3. Large-scale credit card merger
Capital One announced its intention to acquire Discover in February 2024, making it the nation’s largest credit card issuer. Capital One expects the acquisition could occur early this year.
Capital One will continue to offer Discover-branded cards, but the bank’s biggest draw is Discover’s payments network, even if it’s smaller than Visa, Mastercard and American Express. The plan is to expand the Discover payment network, which will likely make Visa and Mastercard sweat a little. In theory, this could lower interchange fees for merchants, which in turn could lead to lower prices for consumers, but there is no guarantee.
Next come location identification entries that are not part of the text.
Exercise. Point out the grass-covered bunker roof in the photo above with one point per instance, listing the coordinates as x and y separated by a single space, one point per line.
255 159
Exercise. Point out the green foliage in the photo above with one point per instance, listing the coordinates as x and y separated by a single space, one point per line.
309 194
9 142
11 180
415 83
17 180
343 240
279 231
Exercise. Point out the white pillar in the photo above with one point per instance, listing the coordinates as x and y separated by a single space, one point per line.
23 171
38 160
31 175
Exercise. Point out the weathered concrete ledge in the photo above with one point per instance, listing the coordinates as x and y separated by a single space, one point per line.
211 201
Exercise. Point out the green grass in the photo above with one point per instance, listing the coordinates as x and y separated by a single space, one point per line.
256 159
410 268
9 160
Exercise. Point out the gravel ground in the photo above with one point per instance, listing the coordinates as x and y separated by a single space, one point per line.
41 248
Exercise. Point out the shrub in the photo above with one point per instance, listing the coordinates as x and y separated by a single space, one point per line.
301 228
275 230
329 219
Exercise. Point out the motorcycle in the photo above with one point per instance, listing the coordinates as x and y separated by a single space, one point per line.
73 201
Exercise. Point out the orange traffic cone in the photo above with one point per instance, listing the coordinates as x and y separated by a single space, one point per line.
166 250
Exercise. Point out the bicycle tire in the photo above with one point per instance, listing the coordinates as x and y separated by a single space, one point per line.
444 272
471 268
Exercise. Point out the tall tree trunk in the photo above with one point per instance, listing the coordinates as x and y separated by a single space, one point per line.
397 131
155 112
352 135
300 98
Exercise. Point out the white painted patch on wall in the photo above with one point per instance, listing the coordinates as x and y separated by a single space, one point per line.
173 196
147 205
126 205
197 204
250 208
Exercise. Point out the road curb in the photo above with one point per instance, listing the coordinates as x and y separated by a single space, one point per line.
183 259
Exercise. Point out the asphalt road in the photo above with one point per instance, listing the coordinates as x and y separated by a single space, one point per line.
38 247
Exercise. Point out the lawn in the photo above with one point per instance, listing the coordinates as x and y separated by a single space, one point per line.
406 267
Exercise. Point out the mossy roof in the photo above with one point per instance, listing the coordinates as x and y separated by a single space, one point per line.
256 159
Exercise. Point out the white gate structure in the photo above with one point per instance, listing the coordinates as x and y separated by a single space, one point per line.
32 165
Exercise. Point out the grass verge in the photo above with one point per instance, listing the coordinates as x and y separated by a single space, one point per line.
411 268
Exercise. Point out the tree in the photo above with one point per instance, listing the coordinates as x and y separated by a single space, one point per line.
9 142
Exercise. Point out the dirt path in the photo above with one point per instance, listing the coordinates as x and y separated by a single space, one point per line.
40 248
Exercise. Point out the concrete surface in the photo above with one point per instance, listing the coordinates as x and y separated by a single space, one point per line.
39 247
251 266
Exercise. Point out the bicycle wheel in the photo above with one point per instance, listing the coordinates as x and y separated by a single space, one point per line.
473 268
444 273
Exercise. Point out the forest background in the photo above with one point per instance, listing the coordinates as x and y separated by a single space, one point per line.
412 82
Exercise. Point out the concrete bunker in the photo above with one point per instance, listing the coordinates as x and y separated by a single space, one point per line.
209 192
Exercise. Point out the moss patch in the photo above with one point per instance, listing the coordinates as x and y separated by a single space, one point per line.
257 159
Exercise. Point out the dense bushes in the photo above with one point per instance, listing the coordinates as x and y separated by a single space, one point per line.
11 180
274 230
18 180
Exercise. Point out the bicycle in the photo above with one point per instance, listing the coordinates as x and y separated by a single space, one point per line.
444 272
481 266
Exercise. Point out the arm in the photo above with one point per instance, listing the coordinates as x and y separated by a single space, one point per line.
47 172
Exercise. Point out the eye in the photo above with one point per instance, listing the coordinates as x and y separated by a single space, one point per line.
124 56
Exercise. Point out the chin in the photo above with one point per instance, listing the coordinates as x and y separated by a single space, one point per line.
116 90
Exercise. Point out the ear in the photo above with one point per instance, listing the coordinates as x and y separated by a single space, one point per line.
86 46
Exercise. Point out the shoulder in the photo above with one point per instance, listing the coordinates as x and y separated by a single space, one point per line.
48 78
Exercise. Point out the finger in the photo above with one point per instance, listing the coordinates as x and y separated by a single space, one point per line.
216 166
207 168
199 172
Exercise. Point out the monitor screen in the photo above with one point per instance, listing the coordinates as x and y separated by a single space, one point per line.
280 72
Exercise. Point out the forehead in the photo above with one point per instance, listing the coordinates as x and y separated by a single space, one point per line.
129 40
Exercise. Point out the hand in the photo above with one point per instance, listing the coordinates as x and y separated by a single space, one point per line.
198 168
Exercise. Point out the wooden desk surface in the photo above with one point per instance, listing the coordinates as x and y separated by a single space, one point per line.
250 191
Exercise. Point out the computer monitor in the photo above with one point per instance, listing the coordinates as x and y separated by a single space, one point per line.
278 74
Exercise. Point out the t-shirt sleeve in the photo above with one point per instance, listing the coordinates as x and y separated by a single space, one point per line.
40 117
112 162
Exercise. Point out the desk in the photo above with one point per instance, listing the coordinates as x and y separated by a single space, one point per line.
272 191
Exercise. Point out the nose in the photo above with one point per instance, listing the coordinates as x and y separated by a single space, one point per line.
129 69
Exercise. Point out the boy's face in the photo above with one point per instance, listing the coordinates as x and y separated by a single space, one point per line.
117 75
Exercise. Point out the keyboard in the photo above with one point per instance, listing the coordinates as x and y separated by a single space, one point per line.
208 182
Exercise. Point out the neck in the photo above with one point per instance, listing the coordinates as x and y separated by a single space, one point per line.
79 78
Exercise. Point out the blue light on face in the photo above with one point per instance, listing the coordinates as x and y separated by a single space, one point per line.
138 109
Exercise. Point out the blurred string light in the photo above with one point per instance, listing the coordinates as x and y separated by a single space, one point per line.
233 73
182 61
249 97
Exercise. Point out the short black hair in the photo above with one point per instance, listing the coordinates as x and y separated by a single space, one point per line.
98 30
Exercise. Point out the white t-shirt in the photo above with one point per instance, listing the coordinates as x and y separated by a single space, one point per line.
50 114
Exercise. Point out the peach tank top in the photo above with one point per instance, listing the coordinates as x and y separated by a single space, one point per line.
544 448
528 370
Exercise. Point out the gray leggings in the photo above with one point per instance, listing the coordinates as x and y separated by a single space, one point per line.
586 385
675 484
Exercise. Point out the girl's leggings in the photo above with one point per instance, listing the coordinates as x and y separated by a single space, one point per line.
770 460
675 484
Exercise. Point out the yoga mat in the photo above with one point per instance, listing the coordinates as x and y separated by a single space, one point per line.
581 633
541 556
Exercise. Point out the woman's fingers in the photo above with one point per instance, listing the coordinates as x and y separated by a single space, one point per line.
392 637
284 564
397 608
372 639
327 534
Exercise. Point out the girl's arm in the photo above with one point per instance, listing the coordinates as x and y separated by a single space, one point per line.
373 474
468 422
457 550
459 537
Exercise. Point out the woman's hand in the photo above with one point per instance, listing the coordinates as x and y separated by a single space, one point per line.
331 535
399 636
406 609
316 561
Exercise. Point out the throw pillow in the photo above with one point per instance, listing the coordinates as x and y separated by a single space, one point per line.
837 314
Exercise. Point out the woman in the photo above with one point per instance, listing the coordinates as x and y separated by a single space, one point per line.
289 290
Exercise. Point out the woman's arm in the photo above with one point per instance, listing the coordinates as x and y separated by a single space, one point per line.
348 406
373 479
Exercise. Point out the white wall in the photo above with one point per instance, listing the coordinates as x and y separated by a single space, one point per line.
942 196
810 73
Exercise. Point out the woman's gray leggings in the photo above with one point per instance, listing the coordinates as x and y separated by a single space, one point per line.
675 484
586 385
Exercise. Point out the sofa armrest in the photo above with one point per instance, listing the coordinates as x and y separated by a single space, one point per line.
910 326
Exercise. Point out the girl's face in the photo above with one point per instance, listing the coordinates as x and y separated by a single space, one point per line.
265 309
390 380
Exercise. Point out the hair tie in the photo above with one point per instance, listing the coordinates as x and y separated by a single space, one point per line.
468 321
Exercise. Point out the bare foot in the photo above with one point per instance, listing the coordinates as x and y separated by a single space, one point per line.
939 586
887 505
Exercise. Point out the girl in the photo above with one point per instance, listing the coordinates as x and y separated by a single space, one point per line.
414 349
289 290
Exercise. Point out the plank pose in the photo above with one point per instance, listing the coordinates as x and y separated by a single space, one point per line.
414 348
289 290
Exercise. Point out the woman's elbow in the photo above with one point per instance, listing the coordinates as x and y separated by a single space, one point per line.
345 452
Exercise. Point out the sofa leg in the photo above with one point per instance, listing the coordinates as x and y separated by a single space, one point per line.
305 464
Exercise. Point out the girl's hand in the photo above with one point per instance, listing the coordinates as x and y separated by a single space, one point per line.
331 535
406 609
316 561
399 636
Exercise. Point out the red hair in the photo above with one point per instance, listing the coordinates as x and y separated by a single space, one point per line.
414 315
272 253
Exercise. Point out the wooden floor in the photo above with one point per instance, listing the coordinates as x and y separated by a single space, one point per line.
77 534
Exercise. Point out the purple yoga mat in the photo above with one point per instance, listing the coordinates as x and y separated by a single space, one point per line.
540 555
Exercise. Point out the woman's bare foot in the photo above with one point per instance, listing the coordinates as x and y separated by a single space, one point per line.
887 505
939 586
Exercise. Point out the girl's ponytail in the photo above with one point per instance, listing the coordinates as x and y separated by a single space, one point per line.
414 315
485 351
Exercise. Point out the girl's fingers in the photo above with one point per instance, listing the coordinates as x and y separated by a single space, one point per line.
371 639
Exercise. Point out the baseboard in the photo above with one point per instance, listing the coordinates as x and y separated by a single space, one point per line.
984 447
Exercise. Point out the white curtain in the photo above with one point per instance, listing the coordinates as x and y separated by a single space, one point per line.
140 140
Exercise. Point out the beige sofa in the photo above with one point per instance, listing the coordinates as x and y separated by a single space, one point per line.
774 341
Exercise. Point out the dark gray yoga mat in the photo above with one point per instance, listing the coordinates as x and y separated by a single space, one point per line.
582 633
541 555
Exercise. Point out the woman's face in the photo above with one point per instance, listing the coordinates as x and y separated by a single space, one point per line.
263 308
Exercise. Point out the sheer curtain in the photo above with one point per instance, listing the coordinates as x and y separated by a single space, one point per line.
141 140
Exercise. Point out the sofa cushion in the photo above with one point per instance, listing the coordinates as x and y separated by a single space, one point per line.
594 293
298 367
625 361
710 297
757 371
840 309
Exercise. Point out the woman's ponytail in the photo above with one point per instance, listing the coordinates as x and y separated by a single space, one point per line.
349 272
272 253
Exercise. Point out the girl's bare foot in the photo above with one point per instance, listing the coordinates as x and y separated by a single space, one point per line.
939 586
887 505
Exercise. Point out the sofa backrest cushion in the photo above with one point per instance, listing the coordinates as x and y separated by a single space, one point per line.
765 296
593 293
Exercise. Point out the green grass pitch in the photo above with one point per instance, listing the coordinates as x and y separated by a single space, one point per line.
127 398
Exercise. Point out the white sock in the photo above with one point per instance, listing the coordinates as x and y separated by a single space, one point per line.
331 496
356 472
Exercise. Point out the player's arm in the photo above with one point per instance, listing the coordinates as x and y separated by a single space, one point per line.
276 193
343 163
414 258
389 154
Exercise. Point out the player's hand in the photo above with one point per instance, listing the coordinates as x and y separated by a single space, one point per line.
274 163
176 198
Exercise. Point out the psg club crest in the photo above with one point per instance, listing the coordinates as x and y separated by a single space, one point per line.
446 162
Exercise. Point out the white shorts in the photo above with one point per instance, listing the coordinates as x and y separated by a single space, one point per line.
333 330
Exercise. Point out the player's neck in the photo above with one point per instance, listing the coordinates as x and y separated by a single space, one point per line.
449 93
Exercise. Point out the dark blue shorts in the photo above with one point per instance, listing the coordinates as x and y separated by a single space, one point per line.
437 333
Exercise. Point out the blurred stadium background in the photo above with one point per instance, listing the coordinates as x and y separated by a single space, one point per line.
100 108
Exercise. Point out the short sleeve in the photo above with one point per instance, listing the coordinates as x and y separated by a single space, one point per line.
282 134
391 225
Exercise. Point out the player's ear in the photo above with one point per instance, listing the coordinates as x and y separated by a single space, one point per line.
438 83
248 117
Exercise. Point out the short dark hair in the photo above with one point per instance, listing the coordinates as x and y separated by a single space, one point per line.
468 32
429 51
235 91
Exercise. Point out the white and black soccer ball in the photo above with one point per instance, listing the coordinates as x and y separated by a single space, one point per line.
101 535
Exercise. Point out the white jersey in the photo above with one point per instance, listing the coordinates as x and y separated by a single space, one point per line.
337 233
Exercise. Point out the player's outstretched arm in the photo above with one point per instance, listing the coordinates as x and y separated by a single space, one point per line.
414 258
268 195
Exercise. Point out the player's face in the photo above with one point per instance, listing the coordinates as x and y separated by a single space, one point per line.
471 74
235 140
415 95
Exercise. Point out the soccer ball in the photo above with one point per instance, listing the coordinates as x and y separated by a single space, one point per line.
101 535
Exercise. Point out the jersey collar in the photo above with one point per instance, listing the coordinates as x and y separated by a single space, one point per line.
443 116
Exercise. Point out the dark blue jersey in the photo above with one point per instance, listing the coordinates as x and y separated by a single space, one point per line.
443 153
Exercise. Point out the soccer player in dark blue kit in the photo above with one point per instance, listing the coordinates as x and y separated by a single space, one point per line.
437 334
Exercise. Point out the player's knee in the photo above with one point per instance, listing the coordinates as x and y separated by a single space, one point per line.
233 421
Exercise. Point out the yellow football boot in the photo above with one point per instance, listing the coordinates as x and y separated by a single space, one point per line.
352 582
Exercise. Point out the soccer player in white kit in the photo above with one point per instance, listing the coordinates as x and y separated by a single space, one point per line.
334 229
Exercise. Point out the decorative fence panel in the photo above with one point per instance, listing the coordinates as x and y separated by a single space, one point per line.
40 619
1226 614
One detail that frequent travelers are concerned about is Discover’s international acceptance rate, which isn’t as robust as Visa or Mastercard. If Capital One’s card joins the Discover payment network, will it lose its top status for frequent international travelers?
Michael Hirshfield, CEO and founder of Acru Savings, a B2B payments and loyalty platform, says this is something to worry about, as the entire merger process could take years at this point. It is okay to remove it from the list. FDIC insured digital wallet. “You have existing deals with partners that are time-limited. I don’t think consumers in 2025 will start to see these changes.”
4. Embrace artificial intelligence
Artificial intelligence will eventually appear in everything, but it’s still much more than a way for college students to get their next research paper done faster (you think you’re being smart, but professors can’t tell) Masu). Credit card issuers are increasingly leveraging AI to evaluate credit card applications faster, prevent fraud, and target marketing campaigns to consumers.
Additionally, it will help you resolve the issue without putting your card on hold.
“With an industry-wide focus on chatbots and AI in search to help consumers resolve issues faster, We look forward to continued improvements to the app,” he said in an email.
5. Continuing love of rewards
Since 2019, median income has not kept up with major expenses such as housing, food, and transportation. Consumers are looking for great deals, and credit card rewards programs remain a popular way to get them. “Rewards have become very important to consumers and a way to offset the cost of what they buy,” says Beth Robertson, managing director at financial services information firm Keynova Group.
And it’s not just redeemable points and miles, but also score discounts. “One thing we know is that it’s already happening: A card’s value proposition is much more than just a rewards program,” says a director of research and insights at Competiscan, a company that tracks and analyzes direct marketing activities. says Jessica Duncan, assistant vice president. “It’s an experience and a great deal.”
Still, the appeal of cheap travel remains strong. “People look at their compensation and value it. For many people, it’s like a layaway plan for a vacation,” Rust says. But he advises against fixating on miles for too long. “There’s no point in putting it in the bank because you can’t earn interest on it.”
Duncan said travel and premium cards will continue to be revamped, potentially offering more interesting benefits and higher fees. She cited several cards from American Express as examples of products that are changing and targeting younger generations.
“They don’t want to be your grandfather’s business card anymore,” she said.